Wojna na Ukrainie. KE określiła pozycję Chin w rokowaniach pokojowych
Komisja Europejska uważa, że Chiny nie mogą być mediatorem w negocjacjach pokojowych, jeśli w wojnie z Ukrainą opowiadają się po stronie Rosji. Taką opinię przedstawił na briefingu prasowym w Brukseli rzecznik ds. polityki zagranicznej i bezpieczeństwa Komisji Europejskiej Peter Stano.
– Możesz być uczciwym pośrednikiem w pokoju, jeśli nie opowiadasz się po żadnej ze stron. Jeśli chodzi o Ukrainę i Rosję, Chiny właściwie opowiadają się po jednej stronie – stwierdził Stano.
Chiny wspierają Rosję
Unijny rzecznik powiedział, że "Chiny odmawiają uznania, kto jest agresorem, a kto ofiarą" oraz że "Chiny stawiają Ukrainę na tym samym poziomie w konflikcie, który jest wynikiem brutalnego nielegalnego ataku naruszającego Kartę Narodów Zjednoczonych".
– Tą samą Kartę, którą Chiny twierdzą, że chronią jako stały członek Rady Bezpieczeństwa ONZ – powiedział Stano.
Unijny rzecznik dodał, że Chiny tak naprawdę nie dystansują się od wprowadzającej w błąd rosyjskiej propagandy o tej agresji, czasami "wzmacniając i powtarzając rosyjskie twierdzenia o «ludobójstwie», ingerencji NATO i podobnych nonsensach”.
Negocjacje pokojowe
Rzecznik UE podkreślił, że propozycje mediacji muszą mieć zgodę obu stron.
– Jak widzieliśmy do tej pory, Rosja pozostaje bardzo obojętna i niezainteresowana żadnymi wyraźnymi propozycjami pokojowymi. Zamiast tego, Rosja dalej pogarsza sytuację w odniesieniu do ukraińskiej ludności cywilnej i infrastruktury cywilnej – powiedział Stano.

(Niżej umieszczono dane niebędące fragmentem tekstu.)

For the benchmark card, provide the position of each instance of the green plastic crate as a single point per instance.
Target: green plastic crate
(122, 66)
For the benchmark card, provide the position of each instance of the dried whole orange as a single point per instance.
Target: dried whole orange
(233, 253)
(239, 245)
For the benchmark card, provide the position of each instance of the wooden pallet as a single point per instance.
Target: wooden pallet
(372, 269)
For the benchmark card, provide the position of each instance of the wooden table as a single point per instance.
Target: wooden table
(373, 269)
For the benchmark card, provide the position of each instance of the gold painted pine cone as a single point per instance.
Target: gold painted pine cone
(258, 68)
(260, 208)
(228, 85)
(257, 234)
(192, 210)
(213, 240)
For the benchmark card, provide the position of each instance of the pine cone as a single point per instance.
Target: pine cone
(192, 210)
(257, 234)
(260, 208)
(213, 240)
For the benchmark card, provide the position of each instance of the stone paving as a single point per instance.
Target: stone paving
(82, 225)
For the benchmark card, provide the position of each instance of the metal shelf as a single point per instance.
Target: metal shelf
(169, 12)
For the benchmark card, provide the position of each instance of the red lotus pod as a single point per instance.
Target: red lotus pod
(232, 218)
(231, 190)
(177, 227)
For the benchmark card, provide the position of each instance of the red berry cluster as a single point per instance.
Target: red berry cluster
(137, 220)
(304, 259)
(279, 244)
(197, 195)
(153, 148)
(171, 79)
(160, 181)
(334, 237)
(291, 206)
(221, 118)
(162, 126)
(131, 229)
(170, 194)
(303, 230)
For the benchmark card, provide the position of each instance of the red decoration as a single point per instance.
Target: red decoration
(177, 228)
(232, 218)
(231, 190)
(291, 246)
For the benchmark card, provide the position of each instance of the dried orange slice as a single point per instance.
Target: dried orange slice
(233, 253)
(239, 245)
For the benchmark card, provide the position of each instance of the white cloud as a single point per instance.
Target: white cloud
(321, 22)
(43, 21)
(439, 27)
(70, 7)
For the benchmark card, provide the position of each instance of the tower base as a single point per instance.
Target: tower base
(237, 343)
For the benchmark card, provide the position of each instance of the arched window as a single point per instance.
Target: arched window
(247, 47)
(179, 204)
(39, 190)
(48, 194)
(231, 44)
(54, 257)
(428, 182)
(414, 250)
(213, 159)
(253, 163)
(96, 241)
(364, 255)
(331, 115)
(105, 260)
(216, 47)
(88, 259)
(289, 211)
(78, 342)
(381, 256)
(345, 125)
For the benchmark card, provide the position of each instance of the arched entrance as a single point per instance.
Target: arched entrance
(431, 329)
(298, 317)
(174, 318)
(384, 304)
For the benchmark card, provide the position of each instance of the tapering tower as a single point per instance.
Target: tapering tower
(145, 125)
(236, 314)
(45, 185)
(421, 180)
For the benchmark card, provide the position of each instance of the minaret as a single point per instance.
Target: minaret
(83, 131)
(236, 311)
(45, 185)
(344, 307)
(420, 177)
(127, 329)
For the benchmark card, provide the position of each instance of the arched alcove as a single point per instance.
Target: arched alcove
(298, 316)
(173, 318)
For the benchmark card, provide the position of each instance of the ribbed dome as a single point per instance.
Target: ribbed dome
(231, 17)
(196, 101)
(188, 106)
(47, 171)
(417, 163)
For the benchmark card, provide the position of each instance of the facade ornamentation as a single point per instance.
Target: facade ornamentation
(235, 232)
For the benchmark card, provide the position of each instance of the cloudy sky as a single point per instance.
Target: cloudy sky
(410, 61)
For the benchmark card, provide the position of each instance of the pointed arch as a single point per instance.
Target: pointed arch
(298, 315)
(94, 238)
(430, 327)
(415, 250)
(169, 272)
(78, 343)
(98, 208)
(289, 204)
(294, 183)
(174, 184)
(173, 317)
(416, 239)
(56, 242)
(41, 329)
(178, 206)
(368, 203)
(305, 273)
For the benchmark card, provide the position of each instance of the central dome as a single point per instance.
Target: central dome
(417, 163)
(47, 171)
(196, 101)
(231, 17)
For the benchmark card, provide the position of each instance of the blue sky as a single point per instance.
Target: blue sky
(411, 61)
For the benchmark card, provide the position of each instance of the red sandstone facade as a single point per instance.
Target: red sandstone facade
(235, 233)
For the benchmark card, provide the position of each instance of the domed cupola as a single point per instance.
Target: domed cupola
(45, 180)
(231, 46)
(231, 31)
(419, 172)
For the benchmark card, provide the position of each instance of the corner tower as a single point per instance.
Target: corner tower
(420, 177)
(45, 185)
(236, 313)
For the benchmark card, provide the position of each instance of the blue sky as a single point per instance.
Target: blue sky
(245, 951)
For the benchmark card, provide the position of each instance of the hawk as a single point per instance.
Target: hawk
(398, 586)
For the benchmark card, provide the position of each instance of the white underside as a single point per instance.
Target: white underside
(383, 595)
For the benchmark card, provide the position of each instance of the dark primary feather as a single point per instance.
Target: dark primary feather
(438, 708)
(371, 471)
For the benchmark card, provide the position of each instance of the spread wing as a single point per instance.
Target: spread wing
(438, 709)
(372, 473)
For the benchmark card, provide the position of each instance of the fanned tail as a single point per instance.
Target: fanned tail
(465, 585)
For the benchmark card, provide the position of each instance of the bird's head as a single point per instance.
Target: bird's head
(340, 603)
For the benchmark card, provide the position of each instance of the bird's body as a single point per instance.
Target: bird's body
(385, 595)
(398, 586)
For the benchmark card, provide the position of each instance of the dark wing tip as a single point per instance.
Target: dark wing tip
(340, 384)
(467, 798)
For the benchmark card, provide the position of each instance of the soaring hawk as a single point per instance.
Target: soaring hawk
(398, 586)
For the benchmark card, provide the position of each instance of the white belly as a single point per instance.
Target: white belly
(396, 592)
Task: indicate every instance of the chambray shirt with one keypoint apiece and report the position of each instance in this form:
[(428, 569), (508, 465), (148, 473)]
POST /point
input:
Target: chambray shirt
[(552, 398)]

Jednocześnie rzecznik podkreślił, że należy przyjąć z zadowoleniem intencje każdego kraju dotyczące ustanowienia pokoju, ponieważ pokój jest pilnie potrzebny.
– A kto może wpłynąć na Rosję, powinien to zrobić, tak aby Moskwa jak najszybciej powstrzymała tę bezlitosną, nielegalną agresję. Chiny mają przewagę jako stały członek Rady Bezpieczeństwa ONZ – dodał rzecznik UE.